Try to use an HMS pear shaped belay carabiner. These tend to be wide and flat on the bottom, which minimizes the friction of the cord rubbing against itself.
You could probably use a double length/120 cm dyneema runner to accomplish this also, but the bunny ears cordelette is overall going to be easier.
The real-life mechanical advantage, especially in improvised situations like this that are not using low friction pulleys, rigging plates, etc. will always be less than the theoretical due to friction. So, anytime you read “mechanical advantage”, insert “theoretical” in front of it.
Every loop you put through the LOAD carabiner increases your mechanical advantage by a factor of two. One loop gives you a 2 to 1, the second loop gives you a 4 to 1, the third loop gives you a 6 to 1.
Every loop that you put through the ANCHOR carabiner does nothing to increase your mechanical advantage. This only is redirecting the pull.
Every change of rope direction adds friction that robs you of pulling force. While it varies depending on carabiner size and rope diameter, pulling a rope over a carabiner results in roughly a 50% efficiency loss. This is easiest to notice when you compare picking up a 100 lb weight vs simply redirecting it through a carabiner. Much harder to lift it through a redirect right?
So . . . whenever you can do so, avoid doing a redirect. The red “Pull” text in the photos below shows the preferred upward direction of the pull to minimize friction.
In the photos below, there are two anchor carabiners. This is only done for visual clarity. In real life, it's fine to do all this from one anchor carabiner, which is the method is shown in the video above.
First, start with a cordelette tied “bunny ears” style, with a single 18 or 20 foot strand of 6-7 mm cord with two small overhand on a bight knots in either end.
Next, clip one of the bunny ears onto the anchor, and pass the other end of the cord through the carabiner at the load. If you pull up on the free end of the cord, your mechanical advantage is 2 to 1.
For every 2 feet you pull the rope, you lift your load 1 foot. You need to lift with 50 pounds (100 / 2) of force to move your 100 pound load.
If it helps you to visualize it, notice there are 2 strands of rope moving upwards from the load, hence 2:1.
2 strands going upward from the load: 2 to 1
Now, pass the free end of the cordelette through the anchor carabiner. Doing this only redirects the pull and does not add any mechanical advantage and unfortunately adds friction, something covered in more detail at this Tip.)
changes direction of pull, no mech. advantage gained, adds friction
Now, we repeat by passing the free end of the cordelette through the load carabiner. We now have 4 strands of rope moving upward from the load.
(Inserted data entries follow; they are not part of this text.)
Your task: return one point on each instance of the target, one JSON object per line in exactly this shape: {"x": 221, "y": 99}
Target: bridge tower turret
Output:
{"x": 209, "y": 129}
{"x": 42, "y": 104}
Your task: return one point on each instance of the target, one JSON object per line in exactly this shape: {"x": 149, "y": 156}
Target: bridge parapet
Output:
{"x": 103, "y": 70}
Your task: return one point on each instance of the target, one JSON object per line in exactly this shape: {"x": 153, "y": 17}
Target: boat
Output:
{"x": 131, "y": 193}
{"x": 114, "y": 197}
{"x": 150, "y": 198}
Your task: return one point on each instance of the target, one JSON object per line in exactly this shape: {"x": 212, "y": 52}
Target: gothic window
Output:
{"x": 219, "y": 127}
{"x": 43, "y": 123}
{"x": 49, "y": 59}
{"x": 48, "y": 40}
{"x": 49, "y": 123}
This gives us a 4 to 1 mechanical advantage, requiring 25 pounds (100 / 4) of pull to lift our 100 pound load. We need to haul 4 feet of rope to move the load 1 foot.
4 strands going upwards from the load: 4 to 1
Let's try this one more time. Pass 1 more loop through the load carabiner. This gives us 6 strands heading up from the load, with a theoretical 6 to 1. We need to pull 6 feet of rope to move the load 1 foot, but the force required is only about 17 pounds (100 / 6). Again, in reality, it’ll be more due to friction.
(Gorilla tape is optional. =^)
6 strands going upwards from the load: 6 to 1
In the real world with an improvised system like this, you probably don’t want to start going past about a 6 to 1, because all of the increased friction really starts to diminish your mechanical advantage. (Besides, as you can see, in this case we’ve come to the end of our 18 foot cordelette. =^)
But, for the situations mentioned above, such as transferring the load in a crevasse rescue to a new anchor, or lifting up your haul bag off the anchor a few inches so you can unweight a carabiner, a 6 to 1 should be all the assistance that you need.
If you need to lift something seriously heavy, like a loaded haul bag or person, you may need to add a sort of extension or even a loop so you can stand in it and give it your full body weight.